Sample efficiency via autocomplete

Beware I haven’t tested this yet. I don’t know if it works.

For clarity I’ll describe the technique on MNIST. Let’s say we want to improve classification scores of a ML model (any model) given a very limited sample size - like only 100 test digits.

Here-s an experiment someone did with various classifiers. E.G training RMNIST/10 (which is 10 training samples for each digit) most usual simple classifiers reach a ~74% accuracy. Which is low but quite high considering how few datapoints informed the model.

The algorithm I propose works like this:

  1. Pick one prototype from the reduced training set.
  2. split it in arbitrarily number of small sub-samples. e.g. if image of digit “2” has 120 pixels pick a random 20 pixels of it for each sub-sample. Let’s say we pick 100 random such sub-samples of the one training digit. Let’s name them ss_00 to ss_99.
  3. Train a sequential model like TM to predict this arbitrary, cyclic sequence:
    ss_00 → ss_01 → … → ss_98 → ss_99 → ss_00
  4. do the same with all (e.g. 100) prototypes. Which means we train the TM with 100 looping sequences - one for each prototype.
  5. Of course we have one of the above classifier trained with only 100 digits that quickly overfits - that’s cheapest part of the algorithm.

Now we end up with a TM that when fed any arbitrary 20 pixels - and ask the TM to predict the next 20 pixels, then next, and so on, it is safe to assume that it will eventually converge towards only one of the sequences it was trained with. If we ran in inference TM a number of cycles (let’s say 200) - and we pick the last 100 inferencing steps to reconstruct an image with most frequent predicted pixels and feed that image (which supposedly converged towards one of the prototypes) to our vanilla classifier (from pt. 5 above).

So in order to guess an unknown query digit image we do the same:

  • pick a random number of 20 pixels from the image. Fed it to TM. Classify the result.
  • rinse and repeat for a few times - different sub-samples from the query digit might converge towards different prototypes at every run.

But the assumption here is most of the query trials would converge towards few prototypes that share significant similarities with the query digit.


Ok, the above is a rough outline. A variation would be that instead of having one large-ish random cycle for each prototype image, we feed-train the sequence predictor several smaller cycles (e.g. 20 cycles 20 samples each) derived from the same prototype.

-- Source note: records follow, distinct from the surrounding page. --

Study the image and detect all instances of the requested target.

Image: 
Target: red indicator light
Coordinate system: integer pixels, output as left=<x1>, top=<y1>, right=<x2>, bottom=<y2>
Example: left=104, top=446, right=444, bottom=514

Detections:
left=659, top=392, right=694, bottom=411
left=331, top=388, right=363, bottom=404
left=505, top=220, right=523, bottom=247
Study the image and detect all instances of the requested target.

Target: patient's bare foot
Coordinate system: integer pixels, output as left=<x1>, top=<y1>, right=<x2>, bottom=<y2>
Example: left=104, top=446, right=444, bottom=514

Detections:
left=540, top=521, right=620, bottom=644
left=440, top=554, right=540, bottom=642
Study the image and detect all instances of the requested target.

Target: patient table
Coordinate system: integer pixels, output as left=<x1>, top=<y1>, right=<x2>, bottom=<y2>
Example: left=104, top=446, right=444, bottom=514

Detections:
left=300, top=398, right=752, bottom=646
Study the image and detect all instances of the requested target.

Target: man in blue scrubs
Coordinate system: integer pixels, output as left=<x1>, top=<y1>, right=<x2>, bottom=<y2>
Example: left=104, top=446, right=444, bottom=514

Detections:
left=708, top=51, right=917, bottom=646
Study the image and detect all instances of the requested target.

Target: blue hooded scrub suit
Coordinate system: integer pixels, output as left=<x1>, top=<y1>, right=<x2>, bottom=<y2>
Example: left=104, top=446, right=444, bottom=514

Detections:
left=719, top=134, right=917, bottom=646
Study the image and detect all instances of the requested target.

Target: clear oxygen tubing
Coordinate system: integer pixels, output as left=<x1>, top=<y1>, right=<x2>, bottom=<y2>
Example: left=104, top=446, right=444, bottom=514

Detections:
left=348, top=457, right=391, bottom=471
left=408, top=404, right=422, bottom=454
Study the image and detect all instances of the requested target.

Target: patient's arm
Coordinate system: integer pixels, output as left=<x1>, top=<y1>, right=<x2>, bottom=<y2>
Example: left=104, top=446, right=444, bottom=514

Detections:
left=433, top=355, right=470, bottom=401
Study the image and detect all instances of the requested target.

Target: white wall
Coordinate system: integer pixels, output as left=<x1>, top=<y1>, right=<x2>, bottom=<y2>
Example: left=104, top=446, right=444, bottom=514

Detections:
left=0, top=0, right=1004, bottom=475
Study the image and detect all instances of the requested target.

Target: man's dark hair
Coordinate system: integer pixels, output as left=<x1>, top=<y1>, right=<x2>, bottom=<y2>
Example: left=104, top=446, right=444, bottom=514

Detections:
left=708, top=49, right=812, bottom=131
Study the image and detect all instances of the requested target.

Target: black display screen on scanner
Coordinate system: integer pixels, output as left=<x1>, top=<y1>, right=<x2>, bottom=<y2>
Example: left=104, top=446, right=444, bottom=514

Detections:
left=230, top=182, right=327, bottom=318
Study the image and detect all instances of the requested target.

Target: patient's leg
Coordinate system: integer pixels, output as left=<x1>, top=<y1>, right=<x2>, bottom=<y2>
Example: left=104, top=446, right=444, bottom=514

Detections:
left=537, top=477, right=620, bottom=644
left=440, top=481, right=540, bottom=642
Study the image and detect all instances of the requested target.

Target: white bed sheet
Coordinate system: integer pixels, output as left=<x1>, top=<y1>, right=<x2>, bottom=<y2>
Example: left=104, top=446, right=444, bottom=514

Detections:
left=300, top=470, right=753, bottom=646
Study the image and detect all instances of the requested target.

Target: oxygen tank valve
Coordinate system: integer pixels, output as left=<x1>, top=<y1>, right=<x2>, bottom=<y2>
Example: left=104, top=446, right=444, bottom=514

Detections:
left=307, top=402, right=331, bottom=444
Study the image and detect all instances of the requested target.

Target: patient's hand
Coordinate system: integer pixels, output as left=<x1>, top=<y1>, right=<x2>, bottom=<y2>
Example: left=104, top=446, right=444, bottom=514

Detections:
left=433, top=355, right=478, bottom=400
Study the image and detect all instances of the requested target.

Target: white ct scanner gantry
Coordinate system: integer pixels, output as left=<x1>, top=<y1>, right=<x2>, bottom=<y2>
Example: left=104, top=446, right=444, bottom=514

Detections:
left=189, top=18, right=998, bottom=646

The takeaway here is we can expand a very limited dataset to an arbitrarily large dataset of self-predictive loops, each converging towards a single prototype. Adding a bit of noise (e.g. 5 random pixels besides the 20) at every step per input sample might also help robustness.

1 Like

tbh, I believe that sample efficiency comes from the hability to grasp the “spatial” structure of the input stream and untangle the invariances in it.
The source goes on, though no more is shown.